Agostini grew up in Lovere, where his father operated a transport company. He competed secretly in hill climbs and road racing as a young man, his father initially disapproving of motorcycle racing. At 21 he won the 1963 Italian 175 cc championship on a Moto Morini, and in 1964 won the Italian 350 cc title and scored his first World Championship points. These results attracted Count Domenico Agusta, who signed Agostini to ride alongside Mike Hailwood at MV Agusta in 1965. In his very first race for the team, Agostini defeated Hailwood to win the 350 cc West German Grand Prix at the Nürburgring.
Hailwood departed for Honda in 1966, leaving Agostini as MV Agusta's lead rider. The 1966 and 1967 seasons saw fierce competition between the two, with Agostini winning the 500 cc World Championship in both years. The 1967 title was decided on countback after both riders tied on wins — Agostini prevailing with more second-place finishes. After Honda withdrew from racing at the end of 1967, Hailwood also retired from motorcycles, ending what Agostini regarded as the greatest rivalry of his career; the two men remained friends, and Agostini served as a pallbearer at Hailwood's funeral in 1981.
With Honda and Hailwood gone, Agostini swept both the 350 cc and 500 cc World Championships from 1968 through 1972 — ten consecutive world titles across the two classes, including a streak of 58 consecutive race wins that stood as an extraordinary record. In 1971 he claimed his tenth World Championship, surpassing the previous record of nine shared by Carlo Ubbiali and Hailwood. He won the Isle of Man TT on ten occasions during this period, including five consecutive Senior TT victories from 1968 to 1972.
Following the death of his close friend Gilberto Parlotti at the 1972 Isle of Man TT, Agostini announced he would never again compete there, declaring the 37.73-mile circuit unsafe for World Championship competition. His stature as reigning World Champion gave the decision enormous impact. A subsequent boycott by top Grand Prix riders and sustained criticism of TT safety led the FIM to remove the Isle of Man TT from the World Championship calendar after the 1976 races.
By 1973 Yamaha's two-stroke machines had become a genuine threat, and Jarno Saarinen delivered Agostini's first head-to-head defeat in years. Internal friction with teammate Phil Read cost Agostini the 1973 500 cc title; he won only the 350 cc class that year. For 1974 he signed with Yamaha, shocking the Italian racing world. He debuted at Daytona, winning the Daytona 200 aboard the new Yamaha TZ750, beating Kenny Roberts. He won the 350 cc World Championship for Yamaha in 1974 — the first two-stroke victory in the 350 class — and in 1975 claimed the 500 cc World Championship on the Yamaha, becoming the first rider to win the premier class on a two-stroke machine.
Agostini remained competitive through 1976 and 1977, recording the final Grand Prix victories for MV Agusta and for four-stroke engines in the 500 cc class (a wet-weather win at the Nürburgring in 1976). He retired from Grand Prix competition after the 1977 season at age 35.

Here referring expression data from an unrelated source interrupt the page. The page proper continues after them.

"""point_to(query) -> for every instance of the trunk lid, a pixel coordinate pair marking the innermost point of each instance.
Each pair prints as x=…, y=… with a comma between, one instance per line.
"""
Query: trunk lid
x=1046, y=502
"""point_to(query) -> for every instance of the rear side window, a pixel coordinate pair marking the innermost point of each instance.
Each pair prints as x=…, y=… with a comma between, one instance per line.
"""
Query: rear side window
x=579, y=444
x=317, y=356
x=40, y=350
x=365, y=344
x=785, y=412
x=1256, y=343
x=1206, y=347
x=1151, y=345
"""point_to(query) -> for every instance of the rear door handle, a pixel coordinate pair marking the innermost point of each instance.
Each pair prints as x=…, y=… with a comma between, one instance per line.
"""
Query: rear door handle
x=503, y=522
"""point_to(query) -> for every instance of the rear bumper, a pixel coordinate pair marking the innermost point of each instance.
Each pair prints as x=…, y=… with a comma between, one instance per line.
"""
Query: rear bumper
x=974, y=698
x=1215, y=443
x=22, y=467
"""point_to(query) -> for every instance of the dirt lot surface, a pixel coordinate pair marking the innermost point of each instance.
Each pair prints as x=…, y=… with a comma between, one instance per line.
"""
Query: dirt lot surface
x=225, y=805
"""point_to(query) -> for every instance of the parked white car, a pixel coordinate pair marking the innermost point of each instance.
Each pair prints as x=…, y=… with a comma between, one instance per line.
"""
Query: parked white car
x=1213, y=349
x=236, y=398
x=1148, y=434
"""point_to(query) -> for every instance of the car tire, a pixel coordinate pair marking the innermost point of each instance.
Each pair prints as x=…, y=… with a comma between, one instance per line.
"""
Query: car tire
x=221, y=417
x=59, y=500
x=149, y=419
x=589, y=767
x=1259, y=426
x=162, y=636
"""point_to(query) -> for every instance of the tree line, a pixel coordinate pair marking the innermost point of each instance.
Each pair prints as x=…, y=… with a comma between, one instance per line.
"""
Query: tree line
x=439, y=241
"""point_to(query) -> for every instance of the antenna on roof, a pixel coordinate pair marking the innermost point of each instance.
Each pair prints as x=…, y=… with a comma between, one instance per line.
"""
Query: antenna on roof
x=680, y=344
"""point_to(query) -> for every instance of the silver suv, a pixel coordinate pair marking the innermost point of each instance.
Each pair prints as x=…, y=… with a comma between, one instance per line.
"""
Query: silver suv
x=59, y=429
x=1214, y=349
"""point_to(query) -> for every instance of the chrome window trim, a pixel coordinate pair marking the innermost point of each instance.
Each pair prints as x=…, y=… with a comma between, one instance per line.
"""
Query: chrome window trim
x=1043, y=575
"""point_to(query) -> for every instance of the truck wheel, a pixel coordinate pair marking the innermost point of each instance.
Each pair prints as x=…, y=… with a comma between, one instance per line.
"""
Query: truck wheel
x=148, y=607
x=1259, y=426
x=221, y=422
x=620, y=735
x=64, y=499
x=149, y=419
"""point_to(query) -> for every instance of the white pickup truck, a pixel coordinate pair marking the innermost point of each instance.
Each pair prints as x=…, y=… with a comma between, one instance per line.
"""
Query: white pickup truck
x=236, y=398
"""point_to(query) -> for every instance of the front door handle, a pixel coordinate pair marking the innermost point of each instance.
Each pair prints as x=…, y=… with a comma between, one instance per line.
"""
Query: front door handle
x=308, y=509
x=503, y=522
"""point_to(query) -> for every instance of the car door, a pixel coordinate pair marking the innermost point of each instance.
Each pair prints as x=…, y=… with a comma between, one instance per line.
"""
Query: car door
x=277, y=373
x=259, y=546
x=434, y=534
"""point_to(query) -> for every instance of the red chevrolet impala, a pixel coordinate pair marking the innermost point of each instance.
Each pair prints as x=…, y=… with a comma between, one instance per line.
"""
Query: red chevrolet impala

In 14 seasons Agostini started 223 races, finishing on the podium 159 times with 122 victories. His 15 World Championships comprise seven in the 500 cc class (1966–1972 consecutive, plus 1975) and seven in the 350 cc class (1968–1974 consecutive). He set 117 fastest laps across his career.
In 1982 Agostini returned to motorcycle racing as manager of the Marlboro Yamaha team. He won three 500 cc titles with Eddie Lawson and managed riders including Graeme Crosby, Kenny Roberts, Luca Cadalora, and Àlex Crivillé. He subsequently managed the Cagiva factory team from 1992 to 1994 before retiring from team management in 1995.
This article is based solely on the supplied corpus. No external sources were consulted; claims that could not be substantiated against the corpus were omitted under the drop-the-claim rule.